Midnight Robber by Nalo Hopkinson
330 pages
Published 2000
Read from July 16 to July 18
Rating: ★★★½ out of 5
While reading Brown Girl in the Ring, I found myself wishing the whole book had been written in the lovely, alluring Jamaican patois Hopkinson put in the mouth of her central characters. Here in her second book, I get my wish. Sometimes I think the most beautiful and indelible music of the English language comes from its creoles and patois; over the last couple days I find my brain trying to hitch on and emulate the singy-singy rhythms and dialect of Hopkinson's narration.

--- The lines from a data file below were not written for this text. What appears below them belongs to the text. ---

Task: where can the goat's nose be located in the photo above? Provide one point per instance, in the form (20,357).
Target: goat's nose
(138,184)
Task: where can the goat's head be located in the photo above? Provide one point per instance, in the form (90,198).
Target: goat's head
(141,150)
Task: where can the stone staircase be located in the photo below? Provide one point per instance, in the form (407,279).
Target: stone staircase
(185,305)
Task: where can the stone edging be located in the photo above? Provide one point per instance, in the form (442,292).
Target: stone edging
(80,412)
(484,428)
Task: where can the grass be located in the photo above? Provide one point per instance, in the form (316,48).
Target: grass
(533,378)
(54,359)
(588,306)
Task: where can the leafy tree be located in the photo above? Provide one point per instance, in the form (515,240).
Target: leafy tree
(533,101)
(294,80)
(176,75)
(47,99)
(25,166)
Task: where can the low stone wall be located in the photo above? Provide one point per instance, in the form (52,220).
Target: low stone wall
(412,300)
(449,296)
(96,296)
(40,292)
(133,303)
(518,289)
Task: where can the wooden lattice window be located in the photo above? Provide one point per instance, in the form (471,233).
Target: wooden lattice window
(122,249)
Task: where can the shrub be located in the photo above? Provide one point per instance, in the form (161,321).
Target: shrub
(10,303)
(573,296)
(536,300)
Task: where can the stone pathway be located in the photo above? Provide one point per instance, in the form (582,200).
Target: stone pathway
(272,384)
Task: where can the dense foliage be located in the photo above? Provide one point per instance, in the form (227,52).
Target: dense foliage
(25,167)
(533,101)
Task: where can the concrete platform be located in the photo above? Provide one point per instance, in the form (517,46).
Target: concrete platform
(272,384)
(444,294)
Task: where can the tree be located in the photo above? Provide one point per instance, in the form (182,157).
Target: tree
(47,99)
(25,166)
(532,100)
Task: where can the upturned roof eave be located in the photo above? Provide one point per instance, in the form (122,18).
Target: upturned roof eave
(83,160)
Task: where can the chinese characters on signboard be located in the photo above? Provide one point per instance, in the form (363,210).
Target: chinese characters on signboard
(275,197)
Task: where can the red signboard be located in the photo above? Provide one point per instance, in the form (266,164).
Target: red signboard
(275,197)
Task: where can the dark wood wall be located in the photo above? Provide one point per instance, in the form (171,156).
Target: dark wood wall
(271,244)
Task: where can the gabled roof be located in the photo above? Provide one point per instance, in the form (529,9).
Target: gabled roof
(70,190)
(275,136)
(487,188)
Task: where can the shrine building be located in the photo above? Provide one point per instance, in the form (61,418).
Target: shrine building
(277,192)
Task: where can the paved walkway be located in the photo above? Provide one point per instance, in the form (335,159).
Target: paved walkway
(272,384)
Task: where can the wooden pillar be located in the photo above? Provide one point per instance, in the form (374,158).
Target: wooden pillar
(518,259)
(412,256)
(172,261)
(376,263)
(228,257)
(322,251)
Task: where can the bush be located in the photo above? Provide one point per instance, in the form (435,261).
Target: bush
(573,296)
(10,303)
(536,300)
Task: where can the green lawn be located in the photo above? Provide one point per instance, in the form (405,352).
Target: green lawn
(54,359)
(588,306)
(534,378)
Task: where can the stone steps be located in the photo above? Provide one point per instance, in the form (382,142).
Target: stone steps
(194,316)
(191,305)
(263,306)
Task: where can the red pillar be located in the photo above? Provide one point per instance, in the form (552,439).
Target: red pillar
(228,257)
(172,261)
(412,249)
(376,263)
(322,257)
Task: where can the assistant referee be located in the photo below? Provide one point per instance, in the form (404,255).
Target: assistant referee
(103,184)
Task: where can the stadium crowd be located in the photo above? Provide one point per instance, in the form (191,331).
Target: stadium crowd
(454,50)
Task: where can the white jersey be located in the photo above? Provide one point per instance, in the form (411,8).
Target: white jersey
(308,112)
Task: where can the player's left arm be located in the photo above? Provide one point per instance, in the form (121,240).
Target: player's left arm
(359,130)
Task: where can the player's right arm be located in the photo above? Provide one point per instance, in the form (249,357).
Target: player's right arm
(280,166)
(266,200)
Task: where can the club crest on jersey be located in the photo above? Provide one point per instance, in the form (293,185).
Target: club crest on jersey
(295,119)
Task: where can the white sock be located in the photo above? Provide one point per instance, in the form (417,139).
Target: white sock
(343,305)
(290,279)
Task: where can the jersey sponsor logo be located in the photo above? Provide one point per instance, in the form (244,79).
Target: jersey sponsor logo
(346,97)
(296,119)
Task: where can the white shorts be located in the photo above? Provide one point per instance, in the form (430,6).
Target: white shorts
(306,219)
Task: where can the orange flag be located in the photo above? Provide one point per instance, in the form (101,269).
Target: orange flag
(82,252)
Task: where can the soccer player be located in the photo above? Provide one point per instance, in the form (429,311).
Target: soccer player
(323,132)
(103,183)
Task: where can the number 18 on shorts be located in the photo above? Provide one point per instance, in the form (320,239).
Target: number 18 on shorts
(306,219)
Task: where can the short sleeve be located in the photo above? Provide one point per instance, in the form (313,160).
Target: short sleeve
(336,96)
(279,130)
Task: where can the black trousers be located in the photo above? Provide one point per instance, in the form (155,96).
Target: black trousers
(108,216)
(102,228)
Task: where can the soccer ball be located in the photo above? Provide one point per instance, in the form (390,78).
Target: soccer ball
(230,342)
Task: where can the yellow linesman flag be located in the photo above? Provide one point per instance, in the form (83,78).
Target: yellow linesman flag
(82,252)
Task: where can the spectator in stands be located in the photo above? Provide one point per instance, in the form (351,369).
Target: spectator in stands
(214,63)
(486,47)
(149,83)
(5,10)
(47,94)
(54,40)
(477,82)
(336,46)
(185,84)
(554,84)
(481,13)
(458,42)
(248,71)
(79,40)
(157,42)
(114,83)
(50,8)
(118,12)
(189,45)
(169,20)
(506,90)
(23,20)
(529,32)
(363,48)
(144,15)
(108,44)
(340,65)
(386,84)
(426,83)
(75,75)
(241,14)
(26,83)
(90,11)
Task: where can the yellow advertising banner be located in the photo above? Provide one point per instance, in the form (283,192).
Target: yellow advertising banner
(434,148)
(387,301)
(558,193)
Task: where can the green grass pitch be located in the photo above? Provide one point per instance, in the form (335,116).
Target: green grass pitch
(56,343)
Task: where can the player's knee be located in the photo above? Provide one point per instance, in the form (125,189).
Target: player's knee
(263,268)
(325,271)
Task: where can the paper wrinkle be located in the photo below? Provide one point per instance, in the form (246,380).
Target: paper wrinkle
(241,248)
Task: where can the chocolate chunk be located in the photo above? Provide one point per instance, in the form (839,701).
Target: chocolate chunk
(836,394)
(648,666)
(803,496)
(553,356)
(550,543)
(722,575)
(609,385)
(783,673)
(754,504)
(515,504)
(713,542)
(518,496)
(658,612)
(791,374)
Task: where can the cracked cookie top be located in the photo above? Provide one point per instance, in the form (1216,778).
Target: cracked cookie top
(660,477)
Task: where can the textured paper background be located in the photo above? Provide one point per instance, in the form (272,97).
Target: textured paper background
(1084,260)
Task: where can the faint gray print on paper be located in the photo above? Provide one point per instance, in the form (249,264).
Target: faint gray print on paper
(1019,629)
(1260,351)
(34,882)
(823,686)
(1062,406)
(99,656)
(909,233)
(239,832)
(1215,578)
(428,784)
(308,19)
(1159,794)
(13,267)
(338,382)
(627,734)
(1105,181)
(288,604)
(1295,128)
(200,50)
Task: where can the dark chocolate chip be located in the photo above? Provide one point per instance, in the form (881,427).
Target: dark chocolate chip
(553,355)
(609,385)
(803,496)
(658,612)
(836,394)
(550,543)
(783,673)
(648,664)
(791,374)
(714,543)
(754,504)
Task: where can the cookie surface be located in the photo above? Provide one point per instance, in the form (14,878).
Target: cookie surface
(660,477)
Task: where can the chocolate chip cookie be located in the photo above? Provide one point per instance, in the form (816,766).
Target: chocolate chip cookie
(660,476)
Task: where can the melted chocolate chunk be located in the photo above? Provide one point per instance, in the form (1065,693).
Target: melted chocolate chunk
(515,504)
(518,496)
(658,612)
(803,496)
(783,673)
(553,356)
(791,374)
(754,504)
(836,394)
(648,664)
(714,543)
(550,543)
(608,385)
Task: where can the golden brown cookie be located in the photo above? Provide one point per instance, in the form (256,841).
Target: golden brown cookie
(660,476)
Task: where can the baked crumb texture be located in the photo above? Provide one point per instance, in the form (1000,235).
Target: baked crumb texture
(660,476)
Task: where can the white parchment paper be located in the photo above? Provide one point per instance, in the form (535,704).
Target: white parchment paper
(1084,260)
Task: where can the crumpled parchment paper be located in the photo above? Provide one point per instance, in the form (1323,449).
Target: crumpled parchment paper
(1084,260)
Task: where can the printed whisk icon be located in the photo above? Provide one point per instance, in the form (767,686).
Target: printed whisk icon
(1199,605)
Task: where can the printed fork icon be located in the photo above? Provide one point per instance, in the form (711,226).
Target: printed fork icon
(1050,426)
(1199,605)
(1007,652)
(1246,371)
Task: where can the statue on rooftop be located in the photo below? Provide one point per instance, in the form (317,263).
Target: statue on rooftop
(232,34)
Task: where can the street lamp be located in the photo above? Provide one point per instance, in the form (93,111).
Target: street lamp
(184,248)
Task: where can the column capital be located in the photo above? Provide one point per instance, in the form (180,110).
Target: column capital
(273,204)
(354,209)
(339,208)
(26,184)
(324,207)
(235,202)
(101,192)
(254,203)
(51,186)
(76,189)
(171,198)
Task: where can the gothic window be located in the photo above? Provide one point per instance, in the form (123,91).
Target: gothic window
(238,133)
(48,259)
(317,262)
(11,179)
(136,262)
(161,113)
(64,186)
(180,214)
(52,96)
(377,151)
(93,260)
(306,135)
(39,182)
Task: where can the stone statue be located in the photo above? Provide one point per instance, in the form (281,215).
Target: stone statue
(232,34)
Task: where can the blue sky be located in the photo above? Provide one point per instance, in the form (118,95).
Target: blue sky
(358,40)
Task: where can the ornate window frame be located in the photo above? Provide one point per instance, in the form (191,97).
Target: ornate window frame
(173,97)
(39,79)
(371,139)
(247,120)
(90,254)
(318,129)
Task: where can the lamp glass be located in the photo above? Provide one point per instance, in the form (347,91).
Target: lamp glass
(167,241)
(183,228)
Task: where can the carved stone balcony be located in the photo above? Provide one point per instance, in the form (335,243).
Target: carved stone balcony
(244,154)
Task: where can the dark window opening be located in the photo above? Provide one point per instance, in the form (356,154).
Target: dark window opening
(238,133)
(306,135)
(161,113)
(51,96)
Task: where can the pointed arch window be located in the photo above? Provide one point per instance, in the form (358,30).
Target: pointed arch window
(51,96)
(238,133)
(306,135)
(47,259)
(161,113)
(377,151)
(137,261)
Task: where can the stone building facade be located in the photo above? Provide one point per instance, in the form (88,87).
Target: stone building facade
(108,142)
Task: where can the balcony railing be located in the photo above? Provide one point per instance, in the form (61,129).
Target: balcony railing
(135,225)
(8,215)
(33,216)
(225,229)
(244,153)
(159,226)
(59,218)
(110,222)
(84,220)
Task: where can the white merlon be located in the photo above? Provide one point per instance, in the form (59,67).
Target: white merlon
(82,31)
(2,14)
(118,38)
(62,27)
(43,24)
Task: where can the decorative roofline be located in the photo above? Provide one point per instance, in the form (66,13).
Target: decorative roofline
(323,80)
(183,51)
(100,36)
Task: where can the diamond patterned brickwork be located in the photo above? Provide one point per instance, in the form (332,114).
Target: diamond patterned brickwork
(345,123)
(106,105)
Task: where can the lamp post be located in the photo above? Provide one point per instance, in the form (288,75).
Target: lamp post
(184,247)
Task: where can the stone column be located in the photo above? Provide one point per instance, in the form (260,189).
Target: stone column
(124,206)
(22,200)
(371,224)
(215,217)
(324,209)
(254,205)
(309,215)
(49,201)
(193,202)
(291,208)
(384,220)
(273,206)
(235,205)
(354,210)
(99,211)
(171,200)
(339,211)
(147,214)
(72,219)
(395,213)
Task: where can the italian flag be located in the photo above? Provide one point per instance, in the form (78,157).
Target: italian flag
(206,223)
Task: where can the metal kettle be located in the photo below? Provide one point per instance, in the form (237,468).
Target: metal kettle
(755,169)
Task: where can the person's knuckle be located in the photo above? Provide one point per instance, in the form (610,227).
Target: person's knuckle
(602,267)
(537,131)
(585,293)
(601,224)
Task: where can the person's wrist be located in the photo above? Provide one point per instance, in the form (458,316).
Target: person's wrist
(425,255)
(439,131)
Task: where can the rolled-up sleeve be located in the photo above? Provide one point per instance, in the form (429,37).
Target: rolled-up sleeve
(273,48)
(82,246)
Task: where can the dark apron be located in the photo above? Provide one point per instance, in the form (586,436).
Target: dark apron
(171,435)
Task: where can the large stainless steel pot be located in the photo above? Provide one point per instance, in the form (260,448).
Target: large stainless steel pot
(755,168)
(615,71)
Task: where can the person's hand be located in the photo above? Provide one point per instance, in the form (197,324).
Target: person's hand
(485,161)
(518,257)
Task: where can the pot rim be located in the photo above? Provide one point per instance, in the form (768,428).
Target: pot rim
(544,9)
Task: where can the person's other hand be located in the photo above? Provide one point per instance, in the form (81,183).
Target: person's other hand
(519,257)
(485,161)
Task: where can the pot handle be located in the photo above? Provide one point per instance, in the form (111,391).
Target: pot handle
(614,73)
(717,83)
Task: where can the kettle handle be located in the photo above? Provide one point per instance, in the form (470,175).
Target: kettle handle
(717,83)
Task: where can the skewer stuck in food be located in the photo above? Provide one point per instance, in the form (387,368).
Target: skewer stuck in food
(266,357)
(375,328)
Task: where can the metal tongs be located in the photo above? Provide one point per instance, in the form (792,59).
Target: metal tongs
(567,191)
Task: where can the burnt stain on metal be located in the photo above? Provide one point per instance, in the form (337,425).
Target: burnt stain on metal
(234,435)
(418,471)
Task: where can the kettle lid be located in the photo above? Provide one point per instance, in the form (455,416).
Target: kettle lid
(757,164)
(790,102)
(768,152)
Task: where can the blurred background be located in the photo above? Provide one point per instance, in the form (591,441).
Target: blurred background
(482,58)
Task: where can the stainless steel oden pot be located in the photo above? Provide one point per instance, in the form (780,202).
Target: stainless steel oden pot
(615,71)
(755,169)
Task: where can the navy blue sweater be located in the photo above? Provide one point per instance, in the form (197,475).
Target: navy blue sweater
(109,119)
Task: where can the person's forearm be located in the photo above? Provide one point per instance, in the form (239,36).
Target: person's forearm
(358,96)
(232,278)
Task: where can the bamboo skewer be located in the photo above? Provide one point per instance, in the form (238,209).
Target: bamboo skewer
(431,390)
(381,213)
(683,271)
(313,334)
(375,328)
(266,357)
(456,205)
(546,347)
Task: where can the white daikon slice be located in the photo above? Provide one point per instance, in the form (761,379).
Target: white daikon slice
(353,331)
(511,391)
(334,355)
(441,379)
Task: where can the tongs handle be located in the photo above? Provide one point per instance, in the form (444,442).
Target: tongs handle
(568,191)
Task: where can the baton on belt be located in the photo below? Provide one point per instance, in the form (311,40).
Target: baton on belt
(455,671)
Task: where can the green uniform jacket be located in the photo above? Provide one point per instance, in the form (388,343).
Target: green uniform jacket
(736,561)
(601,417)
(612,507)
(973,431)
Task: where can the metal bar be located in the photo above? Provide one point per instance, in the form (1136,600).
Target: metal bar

That narration is this novel's primary strength. The basic plot is workmanlike, though it provides a welcome twist on the tired old "human exile welcomed into noble savage alien village" hokum (spoilers): Rather than saving the birdlike douen, Tan-Tan merely gets their village-tree attacked, and she's left to her own devices after the douen dismantle their home and scatter, hunter-gatherer style, to other villages. And as seems to be a thing with Hopkinson, Tan-Tan's survival is complicated by pregnancy.
That pregnancy, I hate to say, was probably my main complaint about Midnight Robber. I feel uncomfortable with the idea of a child born of incestuous rape, a pregnancy the central character spends half the book desperately wishing to abort, becoming an interdimensional savior. It's a complicated topic, so I'll shift over to my main problem, how the pregnancy defined the structure of the last half of the book. Throughout the novel, the narrator weaves in charming folktales about the exploits of Tan-Tan the Robber Queen -- a corpus of legends, we learn at the end, that has sprung up in a manner of seven months, the result of a few speeches and a handful of petty criminals getting chastened in out of the way settlements. The legends suggest something, well, legendary. To have it all be so banal in the end, so ordinary and so totally not legendary, feels like a cheat. Maybe that's the idea, deconstructing the idea of legend and epic narrative in modern sci-fi, or something. Or maybe it's a case of my expectations not matching the story the author wanted to tell. I wanted to follow the tale of a young woman growing into the role of Robber Queen over the course of decades in the fierce wilds of New Half-Way Tree, not a handful of months as a young woman grows to love her rapist's baby.
I dunno. I think it's the legends that soured me on the ending. If the legends had been circulating years later, it'd be a different story, but maybe I'm putting too much thought into this.